L’America rimase a bocca aperta per quel «sottomano» che sfuggiva ad ogni possibile catalogazione. «Mai visto nulla di simile», borbottavano basiti gli stregati dalla lunetta, seduti sul divano di casa con birra o coca-cola fluttuante. Il giovane Martino scuote i nostalgici, specie i più attempati telespettatori di quel match, ricordando loro che Doctor J. quel colpo l’aveva in repertorio dal «lontano 1971» e «di giocate così ne faceva ogni sera, più d’una a partita». Julius era stato il primo vincitore dello Slam Dunk Contest, la gara delle schiacciate ideata dalla Aba, e questo lo sapevano tutti, ma ciò che ignoravano era il nome da dare a quella sua trovata. Il dibattito coinvolse l’intera stampa americana che passò dal «for J. layup» al più comunemente accettato «the shot». Una danza jazz quel movimento che ispirò il sax di Grover Washington Jr che ispirato gli dedicò il brano Let it flow. Era la prima volta che un cestista, per di più afroamericano, usciva dal parquet per farsi arte. Il regista Gilbert Moses, chiama Erving a recitare da protagonista nel suo film Basket music. La mano di Julius ispirava pittori, graffitari, poeti di strada e perfino la prima ondata rapper. Andre Romelle Young, divenne Dr Dree, con quel Dr che è un chiaro omaggio al suo idolo Dr J. che lo accompagnerà nella sua carriera di cantante rap e poi di produttore di fenomeni come Tupac, Snoop Dogg ed Eminem. Tutto questo per un campione che ha vinto molto meno rispetto al patrimonio atletico e agonistico che ha messo in campo.

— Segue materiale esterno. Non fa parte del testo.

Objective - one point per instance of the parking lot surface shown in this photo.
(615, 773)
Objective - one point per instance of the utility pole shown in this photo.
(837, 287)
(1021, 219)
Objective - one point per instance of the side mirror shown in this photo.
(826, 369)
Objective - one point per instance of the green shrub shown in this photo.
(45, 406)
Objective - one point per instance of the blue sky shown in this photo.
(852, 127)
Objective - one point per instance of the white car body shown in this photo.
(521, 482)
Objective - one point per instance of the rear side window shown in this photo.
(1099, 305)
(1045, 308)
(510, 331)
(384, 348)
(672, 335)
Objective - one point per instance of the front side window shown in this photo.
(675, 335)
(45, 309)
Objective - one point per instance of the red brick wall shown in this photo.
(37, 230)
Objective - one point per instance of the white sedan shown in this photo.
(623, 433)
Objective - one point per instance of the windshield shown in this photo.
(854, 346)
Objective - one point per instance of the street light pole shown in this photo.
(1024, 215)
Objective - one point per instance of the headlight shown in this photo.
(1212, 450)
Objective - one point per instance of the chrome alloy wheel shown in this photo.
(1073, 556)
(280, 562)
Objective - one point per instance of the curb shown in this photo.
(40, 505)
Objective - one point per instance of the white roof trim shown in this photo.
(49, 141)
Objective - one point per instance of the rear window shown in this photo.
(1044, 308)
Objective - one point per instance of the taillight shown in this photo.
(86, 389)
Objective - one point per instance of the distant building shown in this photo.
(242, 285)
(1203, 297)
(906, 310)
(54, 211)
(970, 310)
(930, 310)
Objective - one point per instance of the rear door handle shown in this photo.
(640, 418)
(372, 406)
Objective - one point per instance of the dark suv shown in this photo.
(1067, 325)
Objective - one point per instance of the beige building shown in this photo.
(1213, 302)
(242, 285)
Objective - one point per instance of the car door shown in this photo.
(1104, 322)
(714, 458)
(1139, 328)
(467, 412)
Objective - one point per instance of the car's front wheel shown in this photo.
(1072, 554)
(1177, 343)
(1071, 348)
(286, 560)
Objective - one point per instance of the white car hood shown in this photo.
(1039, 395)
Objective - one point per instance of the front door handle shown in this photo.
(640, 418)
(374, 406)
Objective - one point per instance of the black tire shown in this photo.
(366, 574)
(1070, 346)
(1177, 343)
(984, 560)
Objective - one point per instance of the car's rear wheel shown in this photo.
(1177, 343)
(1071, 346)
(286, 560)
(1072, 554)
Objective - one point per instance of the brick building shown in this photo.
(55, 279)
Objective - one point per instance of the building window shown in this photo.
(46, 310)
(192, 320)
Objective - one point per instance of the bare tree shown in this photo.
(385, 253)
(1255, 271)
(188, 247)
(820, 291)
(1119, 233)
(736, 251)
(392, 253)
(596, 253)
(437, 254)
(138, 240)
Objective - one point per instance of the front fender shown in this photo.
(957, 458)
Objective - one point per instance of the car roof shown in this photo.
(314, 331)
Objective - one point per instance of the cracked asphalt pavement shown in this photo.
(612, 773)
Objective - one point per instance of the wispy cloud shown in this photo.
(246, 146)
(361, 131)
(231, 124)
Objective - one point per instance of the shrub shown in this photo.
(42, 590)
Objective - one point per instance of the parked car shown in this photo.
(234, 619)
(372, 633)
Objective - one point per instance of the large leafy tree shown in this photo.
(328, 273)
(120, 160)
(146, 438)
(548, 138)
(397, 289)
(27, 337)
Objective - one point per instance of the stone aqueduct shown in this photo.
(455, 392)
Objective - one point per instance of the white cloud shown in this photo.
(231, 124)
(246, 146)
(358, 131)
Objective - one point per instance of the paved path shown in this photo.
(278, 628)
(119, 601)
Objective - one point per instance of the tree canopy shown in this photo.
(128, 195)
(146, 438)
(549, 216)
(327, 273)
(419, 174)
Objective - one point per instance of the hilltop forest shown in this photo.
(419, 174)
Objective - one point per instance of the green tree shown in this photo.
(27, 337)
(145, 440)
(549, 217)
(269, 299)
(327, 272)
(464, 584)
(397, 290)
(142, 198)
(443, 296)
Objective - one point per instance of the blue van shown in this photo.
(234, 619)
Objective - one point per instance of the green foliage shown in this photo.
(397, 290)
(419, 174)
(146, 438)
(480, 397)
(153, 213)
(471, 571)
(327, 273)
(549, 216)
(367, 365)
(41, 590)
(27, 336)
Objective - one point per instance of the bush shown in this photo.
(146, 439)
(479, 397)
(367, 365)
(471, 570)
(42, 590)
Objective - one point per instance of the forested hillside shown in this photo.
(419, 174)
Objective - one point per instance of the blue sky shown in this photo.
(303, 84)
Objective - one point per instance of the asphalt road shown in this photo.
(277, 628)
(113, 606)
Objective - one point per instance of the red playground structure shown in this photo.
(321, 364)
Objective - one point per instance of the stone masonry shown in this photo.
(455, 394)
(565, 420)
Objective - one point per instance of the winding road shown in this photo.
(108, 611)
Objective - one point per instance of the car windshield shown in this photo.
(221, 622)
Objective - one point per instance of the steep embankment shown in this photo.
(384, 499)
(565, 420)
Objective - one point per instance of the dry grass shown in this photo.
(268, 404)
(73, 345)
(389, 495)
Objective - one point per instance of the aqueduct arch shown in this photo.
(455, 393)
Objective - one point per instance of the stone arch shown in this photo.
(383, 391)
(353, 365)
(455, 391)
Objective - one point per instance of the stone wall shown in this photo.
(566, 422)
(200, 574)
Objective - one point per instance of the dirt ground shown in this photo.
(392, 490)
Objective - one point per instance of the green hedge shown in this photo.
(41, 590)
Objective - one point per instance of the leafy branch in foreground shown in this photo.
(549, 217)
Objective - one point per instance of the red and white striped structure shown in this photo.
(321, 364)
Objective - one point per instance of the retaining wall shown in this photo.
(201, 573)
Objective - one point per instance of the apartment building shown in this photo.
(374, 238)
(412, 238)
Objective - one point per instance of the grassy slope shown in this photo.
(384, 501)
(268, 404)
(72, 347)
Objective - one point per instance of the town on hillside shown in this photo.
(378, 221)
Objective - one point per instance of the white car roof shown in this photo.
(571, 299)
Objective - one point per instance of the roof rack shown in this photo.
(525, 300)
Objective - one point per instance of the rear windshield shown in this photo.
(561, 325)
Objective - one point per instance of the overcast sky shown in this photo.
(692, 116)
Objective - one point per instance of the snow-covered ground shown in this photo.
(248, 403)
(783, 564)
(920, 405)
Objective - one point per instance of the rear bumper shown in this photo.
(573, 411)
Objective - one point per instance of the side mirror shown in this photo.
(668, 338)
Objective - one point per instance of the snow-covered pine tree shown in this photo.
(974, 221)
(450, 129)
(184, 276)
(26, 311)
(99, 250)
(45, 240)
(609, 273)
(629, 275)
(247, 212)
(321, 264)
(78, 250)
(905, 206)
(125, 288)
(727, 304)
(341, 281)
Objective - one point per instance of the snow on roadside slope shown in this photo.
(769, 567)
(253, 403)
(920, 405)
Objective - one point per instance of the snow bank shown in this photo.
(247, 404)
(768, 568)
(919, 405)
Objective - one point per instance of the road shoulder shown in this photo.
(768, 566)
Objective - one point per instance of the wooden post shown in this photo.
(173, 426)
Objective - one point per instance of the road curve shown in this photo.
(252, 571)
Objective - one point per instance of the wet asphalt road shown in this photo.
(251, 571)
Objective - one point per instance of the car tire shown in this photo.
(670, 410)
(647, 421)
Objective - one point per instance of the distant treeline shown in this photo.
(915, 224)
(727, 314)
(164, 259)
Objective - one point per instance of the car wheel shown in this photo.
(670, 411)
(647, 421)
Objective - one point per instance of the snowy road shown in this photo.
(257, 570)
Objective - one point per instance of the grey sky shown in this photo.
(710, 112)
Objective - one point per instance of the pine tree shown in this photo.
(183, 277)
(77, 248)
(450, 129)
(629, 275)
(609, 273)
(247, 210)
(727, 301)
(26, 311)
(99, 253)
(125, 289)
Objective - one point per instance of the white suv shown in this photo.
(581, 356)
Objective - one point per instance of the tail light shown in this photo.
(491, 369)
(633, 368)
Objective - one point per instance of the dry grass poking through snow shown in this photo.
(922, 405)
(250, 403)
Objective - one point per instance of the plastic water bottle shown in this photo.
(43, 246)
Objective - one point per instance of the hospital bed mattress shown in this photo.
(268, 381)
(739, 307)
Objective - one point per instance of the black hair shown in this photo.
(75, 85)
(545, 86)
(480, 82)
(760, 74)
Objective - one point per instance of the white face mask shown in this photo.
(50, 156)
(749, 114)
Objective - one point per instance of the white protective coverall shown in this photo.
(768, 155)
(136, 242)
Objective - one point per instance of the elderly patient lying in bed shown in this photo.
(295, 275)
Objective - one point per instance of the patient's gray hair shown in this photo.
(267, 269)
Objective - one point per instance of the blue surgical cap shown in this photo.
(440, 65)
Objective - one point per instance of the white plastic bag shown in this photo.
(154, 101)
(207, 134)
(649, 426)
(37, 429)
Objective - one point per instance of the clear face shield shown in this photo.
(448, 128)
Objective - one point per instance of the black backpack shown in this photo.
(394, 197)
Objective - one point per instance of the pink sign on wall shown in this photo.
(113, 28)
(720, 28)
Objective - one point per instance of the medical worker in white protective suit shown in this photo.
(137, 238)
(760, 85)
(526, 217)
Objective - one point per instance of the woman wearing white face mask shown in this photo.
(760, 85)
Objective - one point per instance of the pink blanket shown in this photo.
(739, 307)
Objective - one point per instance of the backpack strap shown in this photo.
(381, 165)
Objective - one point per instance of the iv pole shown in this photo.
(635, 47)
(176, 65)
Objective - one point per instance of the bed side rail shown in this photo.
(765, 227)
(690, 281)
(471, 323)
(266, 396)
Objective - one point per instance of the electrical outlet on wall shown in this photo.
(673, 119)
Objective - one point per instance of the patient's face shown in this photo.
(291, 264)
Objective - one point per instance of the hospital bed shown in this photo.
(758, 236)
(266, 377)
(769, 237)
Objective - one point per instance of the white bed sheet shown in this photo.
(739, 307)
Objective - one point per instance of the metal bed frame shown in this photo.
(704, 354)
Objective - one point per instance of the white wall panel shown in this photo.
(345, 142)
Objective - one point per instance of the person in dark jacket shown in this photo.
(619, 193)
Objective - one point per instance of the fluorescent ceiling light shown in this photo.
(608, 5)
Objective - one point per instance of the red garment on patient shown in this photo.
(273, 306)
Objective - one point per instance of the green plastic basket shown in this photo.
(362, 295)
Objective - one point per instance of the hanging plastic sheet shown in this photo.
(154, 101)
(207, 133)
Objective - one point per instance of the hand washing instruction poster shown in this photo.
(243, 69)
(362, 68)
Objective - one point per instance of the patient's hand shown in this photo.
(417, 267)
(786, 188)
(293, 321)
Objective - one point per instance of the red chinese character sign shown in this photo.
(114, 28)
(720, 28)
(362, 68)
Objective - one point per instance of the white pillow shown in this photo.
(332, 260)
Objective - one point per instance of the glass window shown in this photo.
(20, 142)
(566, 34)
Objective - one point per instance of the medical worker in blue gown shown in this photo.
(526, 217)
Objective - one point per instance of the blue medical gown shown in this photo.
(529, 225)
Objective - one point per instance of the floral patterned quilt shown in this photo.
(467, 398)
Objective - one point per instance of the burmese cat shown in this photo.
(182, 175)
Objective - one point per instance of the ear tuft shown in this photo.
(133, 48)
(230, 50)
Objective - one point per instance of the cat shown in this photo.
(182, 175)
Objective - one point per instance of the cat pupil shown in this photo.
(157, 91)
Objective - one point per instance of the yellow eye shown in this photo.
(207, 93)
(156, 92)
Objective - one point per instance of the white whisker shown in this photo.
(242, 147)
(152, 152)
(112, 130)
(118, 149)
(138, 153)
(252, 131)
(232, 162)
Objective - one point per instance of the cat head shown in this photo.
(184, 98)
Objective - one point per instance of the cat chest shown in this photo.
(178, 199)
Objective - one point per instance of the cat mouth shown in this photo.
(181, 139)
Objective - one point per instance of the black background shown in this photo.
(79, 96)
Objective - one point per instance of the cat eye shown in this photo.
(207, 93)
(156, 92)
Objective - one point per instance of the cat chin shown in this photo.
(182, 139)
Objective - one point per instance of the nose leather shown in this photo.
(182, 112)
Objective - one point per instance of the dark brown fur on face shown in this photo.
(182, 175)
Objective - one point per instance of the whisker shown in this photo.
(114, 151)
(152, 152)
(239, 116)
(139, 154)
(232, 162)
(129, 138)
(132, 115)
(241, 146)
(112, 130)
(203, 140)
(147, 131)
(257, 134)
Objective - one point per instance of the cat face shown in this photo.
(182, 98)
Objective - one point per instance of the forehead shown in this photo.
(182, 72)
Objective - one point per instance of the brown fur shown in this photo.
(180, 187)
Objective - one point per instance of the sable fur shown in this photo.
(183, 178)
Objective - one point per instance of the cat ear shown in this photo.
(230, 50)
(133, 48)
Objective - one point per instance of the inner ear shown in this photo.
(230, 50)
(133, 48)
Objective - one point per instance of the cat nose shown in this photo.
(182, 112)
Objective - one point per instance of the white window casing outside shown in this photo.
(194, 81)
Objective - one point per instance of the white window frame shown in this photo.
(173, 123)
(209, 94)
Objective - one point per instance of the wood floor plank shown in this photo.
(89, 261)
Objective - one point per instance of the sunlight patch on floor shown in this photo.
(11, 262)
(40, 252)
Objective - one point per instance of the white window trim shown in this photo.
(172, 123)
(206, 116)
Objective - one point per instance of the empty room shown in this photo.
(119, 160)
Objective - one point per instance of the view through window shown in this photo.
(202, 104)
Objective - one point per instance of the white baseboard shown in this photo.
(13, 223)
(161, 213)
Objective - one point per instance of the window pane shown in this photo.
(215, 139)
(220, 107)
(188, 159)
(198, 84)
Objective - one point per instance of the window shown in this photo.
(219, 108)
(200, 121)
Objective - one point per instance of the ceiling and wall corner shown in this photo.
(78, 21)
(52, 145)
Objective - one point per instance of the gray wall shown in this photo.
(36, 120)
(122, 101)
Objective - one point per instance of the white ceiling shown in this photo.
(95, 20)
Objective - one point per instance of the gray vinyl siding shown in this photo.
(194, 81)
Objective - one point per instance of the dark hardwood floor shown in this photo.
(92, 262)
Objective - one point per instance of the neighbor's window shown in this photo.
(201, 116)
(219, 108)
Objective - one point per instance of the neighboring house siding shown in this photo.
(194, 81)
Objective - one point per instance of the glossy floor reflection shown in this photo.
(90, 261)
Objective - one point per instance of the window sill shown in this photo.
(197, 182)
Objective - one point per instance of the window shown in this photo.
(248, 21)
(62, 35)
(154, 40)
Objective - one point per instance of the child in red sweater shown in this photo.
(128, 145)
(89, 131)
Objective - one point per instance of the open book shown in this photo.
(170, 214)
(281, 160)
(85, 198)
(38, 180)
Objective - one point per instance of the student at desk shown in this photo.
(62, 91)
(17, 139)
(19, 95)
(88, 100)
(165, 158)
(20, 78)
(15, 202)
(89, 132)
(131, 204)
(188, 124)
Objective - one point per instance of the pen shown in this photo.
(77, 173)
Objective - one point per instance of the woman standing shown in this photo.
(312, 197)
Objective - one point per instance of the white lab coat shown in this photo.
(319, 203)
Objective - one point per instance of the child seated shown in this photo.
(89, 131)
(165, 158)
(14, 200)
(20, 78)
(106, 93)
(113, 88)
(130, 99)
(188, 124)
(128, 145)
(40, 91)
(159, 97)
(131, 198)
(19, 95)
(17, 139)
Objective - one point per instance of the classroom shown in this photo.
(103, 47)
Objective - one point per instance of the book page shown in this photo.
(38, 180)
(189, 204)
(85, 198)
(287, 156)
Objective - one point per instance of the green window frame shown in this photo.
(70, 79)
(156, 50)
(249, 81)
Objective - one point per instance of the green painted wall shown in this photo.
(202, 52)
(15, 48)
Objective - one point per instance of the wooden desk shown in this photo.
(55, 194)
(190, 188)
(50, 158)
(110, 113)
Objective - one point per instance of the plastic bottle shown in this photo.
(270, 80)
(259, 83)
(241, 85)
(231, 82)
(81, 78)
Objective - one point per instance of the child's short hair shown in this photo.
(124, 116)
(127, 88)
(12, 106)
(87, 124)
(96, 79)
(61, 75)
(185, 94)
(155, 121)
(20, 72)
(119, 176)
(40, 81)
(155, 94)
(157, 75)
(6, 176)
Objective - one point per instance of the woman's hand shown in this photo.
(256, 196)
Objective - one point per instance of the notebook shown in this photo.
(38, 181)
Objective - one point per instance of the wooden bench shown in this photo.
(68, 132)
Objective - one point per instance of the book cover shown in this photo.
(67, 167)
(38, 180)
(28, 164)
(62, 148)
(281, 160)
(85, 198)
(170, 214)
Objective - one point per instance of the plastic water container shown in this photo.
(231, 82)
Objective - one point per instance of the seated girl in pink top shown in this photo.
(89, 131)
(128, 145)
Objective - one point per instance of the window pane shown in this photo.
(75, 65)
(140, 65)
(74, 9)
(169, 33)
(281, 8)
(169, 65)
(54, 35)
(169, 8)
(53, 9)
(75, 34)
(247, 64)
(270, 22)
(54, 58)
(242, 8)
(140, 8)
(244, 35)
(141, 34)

I quattro premi di Mvp, tre titoli di capocannoniere e tre anelli su sei finali giocate, non sono numeri da recordman. Ma il fatto che con Wilt Chamberlain e Jabbar è nel ranking di tutti i tempi per i 30mila punti realizzati e i 10mila rimbalzi lo rende sicuramente speciale, anche se per battere gli acerrimi rivali dei Lakers e conquistare il primo titolo Nba ha dovuto attendere l’arrivo della spalla ideale Moses Malone. Attenti a quei due, Erving-Malone, punirono finalmente Jabbar e compagni con un secco 4-0 nella finale dell’83. E a quel punto il genio capì che era il momento di fermarsi. La sirena del ritiro definitivo suonò nel 1987. L’ultima stagione a Philadelphia fu un tour per i palazzetti degli Usa per salutare i suoi tanti amatori, commossi fino alle lacrime alla cerimonia del ritiro della maglia n. “6” dei Sixers. La rivoluzione di Erving era compiuta in favore delle nuove generazioni alle quali oggi, da saggio imprenditore e uomo tra i più ascoltati d’America, ricorda: «Se i giovani non vanno oltre quello che i “vecchi” hanno raggiunto, allora vuol dire che il sistema non sta funzionando».